Hoax Museum Blog: Future/Time

More About the Mystery Time Traveler — David Emery, at About.com, has dug up some interesting clues about the time-travel spammer. He notes that an authentic mind warper generator was once offered for sale on eBay, as well as a Generation 4 Dimensional Warp Generator. Bidding on these items has closed. He also notes that there's speculation that the mystery spammer is a well-known, Woburn-based spammer named Robert Todino, since the mystery spammer states that he lives in the Woburn area. But someone who wrote to me claims to have talked to the time traveler on the phone and supports the theory that the guy is crazy as a loon.
Posted: Wed Aug 06, 2003.   Comments (0)

Time Traveler Needs Help — There's an email going around claiming to be from a time traveler stuck in the year 2003 who needs a dimensional warp generator to get back home. Lots of people, myself included, are wondering what exactly this email is, and why someone is going to the trouble of bulk-mailing it to millions of people.
Posted: Fri Aug 01, 2003.   Comments (0)

Fake Psychic — A report by the St. Petersburg Times.Psychic fails to predict her own arrest. From Agence France Presse, Sept. 4:
A US woman who claimed to be a psychic medium and conned her clients and the taxman was Wednesday ordered to pay 60,000 dollars restitution to her victims. Sonia Merino, 50 and her husband Steve Merino, 44, each admitted one count of tax fraud in connection with their mail business called "Sonia Psychic Advisor" and agreed to repay 60,000 dollars in ill-gotten gains, including 1,200 dollars to a client to whom she sold fake holy water.
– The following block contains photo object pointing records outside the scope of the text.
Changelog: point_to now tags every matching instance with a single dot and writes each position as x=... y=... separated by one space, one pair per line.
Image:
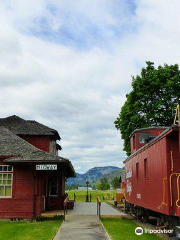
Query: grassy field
x=124 y=229
x=29 y=230
x=81 y=195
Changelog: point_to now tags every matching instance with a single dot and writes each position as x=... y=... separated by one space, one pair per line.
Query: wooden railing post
x=65 y=208
x=99 y=208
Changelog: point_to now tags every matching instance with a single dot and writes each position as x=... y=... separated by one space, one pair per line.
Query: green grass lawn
x=29 y=230
x=124 y=229
x=81 y=195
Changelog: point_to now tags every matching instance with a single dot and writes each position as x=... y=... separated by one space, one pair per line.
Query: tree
x=103 y=185
x=152 y=101
x=115 y=182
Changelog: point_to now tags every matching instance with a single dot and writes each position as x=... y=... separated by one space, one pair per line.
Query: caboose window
x=137 y=170
x=6 y=178
x=145 y=168
x=143 y=137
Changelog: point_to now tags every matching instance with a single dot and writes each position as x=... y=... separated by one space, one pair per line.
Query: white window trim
x=57 y=190
x=7 y=172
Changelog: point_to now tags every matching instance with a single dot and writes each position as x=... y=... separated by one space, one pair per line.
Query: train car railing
x=65 y=208
x=99 y=208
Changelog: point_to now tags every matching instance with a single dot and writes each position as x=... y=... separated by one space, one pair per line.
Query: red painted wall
x=25 y=190
x=21 y=203
x=148 y=192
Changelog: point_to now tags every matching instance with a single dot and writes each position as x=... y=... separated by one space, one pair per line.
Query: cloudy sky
x=68 y=64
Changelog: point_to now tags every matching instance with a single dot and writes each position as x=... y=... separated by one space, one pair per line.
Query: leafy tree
x=115 y=182
x=103 y=185
x=152 y=101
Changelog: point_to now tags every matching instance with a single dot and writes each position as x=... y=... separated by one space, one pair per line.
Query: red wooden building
x=32 y=175
x=153 y=170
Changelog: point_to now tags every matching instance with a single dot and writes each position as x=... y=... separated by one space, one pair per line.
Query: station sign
x=46 y=167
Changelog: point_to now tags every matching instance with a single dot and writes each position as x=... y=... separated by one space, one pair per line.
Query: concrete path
x=91 y=209
x=82 y=228
x=82 y=223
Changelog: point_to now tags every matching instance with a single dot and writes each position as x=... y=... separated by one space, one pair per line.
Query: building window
x=143 y=137
x=53 y=187
x=137 y=170
x=145 y=168
x=134 y=146
x=6 y=178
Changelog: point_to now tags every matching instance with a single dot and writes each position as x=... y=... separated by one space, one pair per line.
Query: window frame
x=50 y=188
x=147 y=133
x=137 y=170
x=146 y=173
x=8 y=173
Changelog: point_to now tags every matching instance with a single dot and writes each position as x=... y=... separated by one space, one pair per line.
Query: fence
x=99 y=208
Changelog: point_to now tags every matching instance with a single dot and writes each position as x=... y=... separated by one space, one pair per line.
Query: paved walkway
x=91 y=209
x=82 y=223
x=81 y=228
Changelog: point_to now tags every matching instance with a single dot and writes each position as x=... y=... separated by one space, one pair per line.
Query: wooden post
x=65 y=208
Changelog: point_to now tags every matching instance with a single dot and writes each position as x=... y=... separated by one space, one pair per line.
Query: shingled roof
x=20 y=126
x=21 y=151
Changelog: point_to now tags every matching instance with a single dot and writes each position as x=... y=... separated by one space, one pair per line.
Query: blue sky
x=68 y=64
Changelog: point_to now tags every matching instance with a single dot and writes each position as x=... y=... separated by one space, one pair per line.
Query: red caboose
x=153 y=172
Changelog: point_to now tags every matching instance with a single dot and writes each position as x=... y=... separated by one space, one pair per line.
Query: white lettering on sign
x=46 y=167
x=129 y=174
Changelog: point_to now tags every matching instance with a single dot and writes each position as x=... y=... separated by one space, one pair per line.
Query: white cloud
x=79 y=86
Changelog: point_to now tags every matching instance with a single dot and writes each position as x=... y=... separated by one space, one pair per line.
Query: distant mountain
x=114 y=174
x=92 y=175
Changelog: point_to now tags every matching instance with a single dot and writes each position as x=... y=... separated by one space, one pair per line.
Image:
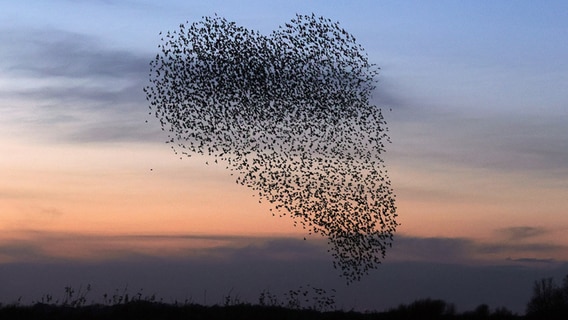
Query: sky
x=475 y=100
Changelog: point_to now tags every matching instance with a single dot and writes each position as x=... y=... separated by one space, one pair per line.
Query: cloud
x=54 y=53
x=74 y=88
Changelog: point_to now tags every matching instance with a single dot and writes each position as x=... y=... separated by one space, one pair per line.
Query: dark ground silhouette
x=548 y=301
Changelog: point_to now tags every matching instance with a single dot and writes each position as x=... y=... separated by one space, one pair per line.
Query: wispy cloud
x=521 y=233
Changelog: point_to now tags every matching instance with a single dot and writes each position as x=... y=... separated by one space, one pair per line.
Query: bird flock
x=289 y=115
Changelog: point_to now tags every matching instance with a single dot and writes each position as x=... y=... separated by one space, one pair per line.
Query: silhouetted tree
x=289 y=114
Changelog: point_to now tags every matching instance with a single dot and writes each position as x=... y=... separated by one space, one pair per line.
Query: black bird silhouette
x=289 y=114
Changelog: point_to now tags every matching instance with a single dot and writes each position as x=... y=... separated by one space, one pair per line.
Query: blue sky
x=479 y=158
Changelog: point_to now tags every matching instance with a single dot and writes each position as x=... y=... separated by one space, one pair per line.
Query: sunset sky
x=90 y=193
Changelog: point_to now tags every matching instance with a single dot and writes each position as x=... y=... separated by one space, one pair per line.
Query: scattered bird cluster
x=289 y=114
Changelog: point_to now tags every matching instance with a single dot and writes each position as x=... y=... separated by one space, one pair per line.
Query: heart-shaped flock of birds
x=289 y=114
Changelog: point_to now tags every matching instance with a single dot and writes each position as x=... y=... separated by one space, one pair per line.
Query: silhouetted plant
x=548 y=300
x=289 y=115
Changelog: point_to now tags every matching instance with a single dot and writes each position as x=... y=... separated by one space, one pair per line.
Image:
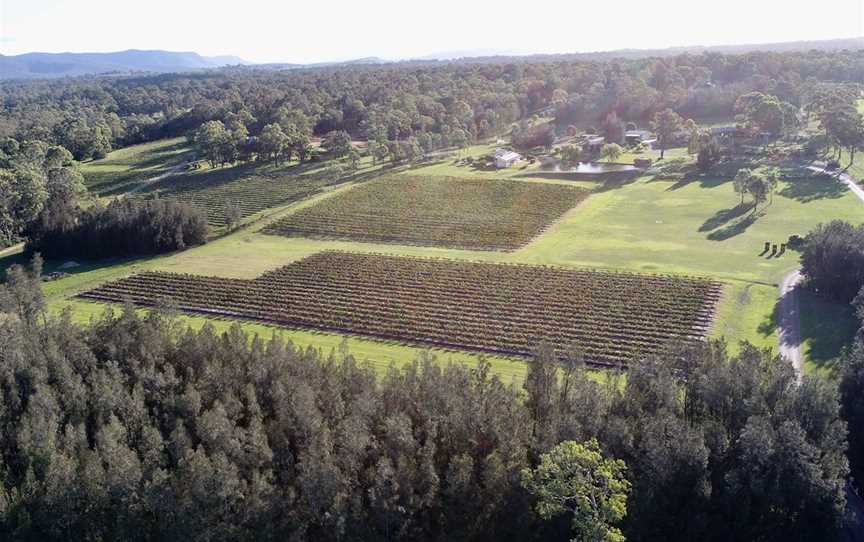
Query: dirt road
x=790 y=322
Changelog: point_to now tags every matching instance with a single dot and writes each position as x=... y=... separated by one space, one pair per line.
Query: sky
x=294 y=31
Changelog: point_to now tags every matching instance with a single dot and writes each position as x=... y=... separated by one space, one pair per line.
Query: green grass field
x=693 y=228
x=124 y=169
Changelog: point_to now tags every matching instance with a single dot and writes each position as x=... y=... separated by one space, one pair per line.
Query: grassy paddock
x=125 y=169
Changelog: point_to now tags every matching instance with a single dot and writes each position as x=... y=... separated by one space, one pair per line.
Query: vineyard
x=214 y=190
x=436 y=211
x=498 y=308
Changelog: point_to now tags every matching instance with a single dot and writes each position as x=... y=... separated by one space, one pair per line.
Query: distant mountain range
x=45 y=65
x=39 y=65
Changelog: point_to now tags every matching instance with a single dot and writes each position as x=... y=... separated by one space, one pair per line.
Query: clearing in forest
x=474 y=214
x=245 y=187
x=497 y=308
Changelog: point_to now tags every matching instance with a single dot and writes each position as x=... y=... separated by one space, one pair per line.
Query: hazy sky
x=307 y=31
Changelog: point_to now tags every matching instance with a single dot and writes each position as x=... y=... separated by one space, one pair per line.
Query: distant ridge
x=47 y=65
x=40 y=65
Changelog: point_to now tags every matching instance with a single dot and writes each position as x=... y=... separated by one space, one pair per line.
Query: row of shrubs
x=122 y=228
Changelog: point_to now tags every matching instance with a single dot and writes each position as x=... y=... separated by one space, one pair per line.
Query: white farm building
x=504 y=158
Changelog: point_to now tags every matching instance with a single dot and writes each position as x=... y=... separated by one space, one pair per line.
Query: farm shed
x=504 y=158
x=593 y=143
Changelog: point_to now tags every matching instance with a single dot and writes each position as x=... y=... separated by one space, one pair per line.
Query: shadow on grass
x=724 y=216
x=806 y=188
x=826 y=327
x=735 y=228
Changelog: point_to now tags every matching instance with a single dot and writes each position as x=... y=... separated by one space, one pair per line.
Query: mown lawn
x=124 y=169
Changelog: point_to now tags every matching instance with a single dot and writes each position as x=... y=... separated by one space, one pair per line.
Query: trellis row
x=499 y=308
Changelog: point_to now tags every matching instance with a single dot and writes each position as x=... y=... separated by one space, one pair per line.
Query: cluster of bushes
x=123 y=228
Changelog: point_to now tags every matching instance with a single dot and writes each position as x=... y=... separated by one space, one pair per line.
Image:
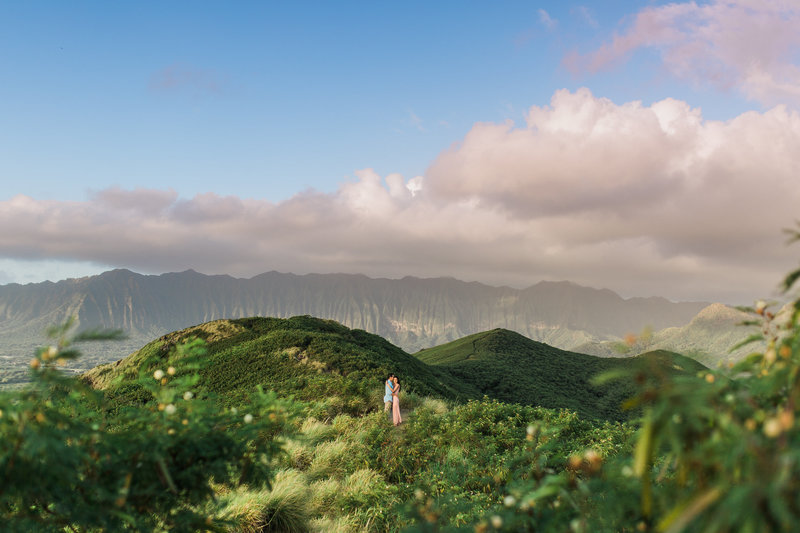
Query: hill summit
x=412 y=313
x=507 y=366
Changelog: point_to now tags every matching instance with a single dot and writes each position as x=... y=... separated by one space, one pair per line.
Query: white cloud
x=751 y=45
x=547 y=20
x=641 y=199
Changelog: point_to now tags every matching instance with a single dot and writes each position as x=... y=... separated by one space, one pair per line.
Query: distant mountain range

In addition to demanding that the couple stump up restitution for their victims, prosecutors have also recommended that the pair serve 18 to 24 months in jail and that they repay 316,427 dollars to the tax man. They were due to be sentenced on November 18. The disgraced Los Angeles-area "psychic" and her daughter daughter-in-law were initially charged with five counts of mail fraud, which carries heavy penalties, but Merino forged a plea bargain with prosecutors in return for those charges against her being dropped. The 23-year-old wife of her son however still faces those charges, while her parents -- who allegedly also tried to hide 850,000 dollars worth of income from the business from the Internal Revenue Service -- made a deal, a Los Angeles court heard. Prosecutors alleged that the women advertised services for certain prices, then told clients they had to pay for additional services to clear away curses or negative spiritual forces.
Posted: Thu Sep 05, 2002.   Comments (0)

Rudolph Fentz and Time Travel — A decades-old time travel hoax has been unravelling in Ohio this past week. It started with an article about Chris Aubeck, a researcher who was investigating the case of Rudolph Fentz. Fentz was a man who had supposedly time-travelled from 1876 to 1950, only to get struck down by a car and killed. The story has gained wide credence in many European circles. But Aubeck tracked the source of the tale down to an Akron-based writer, Ralph M. Holland, who wrote a story about this incident in 1953.But when Rev. George Murphy read about Aubeck's research, he recognized that the tale had an even earlier source. It turned out that Holland had lifted the tale from a short story by Jack Finney that appeared in a science fiction anthology titled Tomorrow, The Stars edited by Robert Heinlein that was published in 1951. So a 1951 science fiction story had somehow become accepted as fact by many, until Aubeck and Rev. Murphy debunked it.
Posted: Tue Aug 20, 2002.   Comments (3)


Should it be called palmistry or buttistry? — I've heard about psychics reading palms. Now here's one that reads buttocks.
Posted: Mon Jul 22, 2002.   Comments (4)

Time Travel Mutual Fund — I once read a science fiction story that theorized that we never die. We just grow more improbable. Whenever we face a life/death moment, there is always a probability, however remote, that we could survive. In one universe we might die, but in an alternative universe somewhere that branches off from our reality the remote probability that we survive is followed. It was a neat theory for a science fiction story. This site has found a way to make money from a very similar idea. Just before you die, they promise, you will be sucked into the future by time travellers. You guarantee this by putting $10 now into their time travel mutual fund. Over 500 years that $10 will turn into millions of dollars, thanks to the miracle of compound interest. This will pay for the expense of sucking you into that future world. Somehow I doubt that they intend to keep any money given to them in a mutual fund for 500 years. But at least they give you a certificate in exchange for your cash.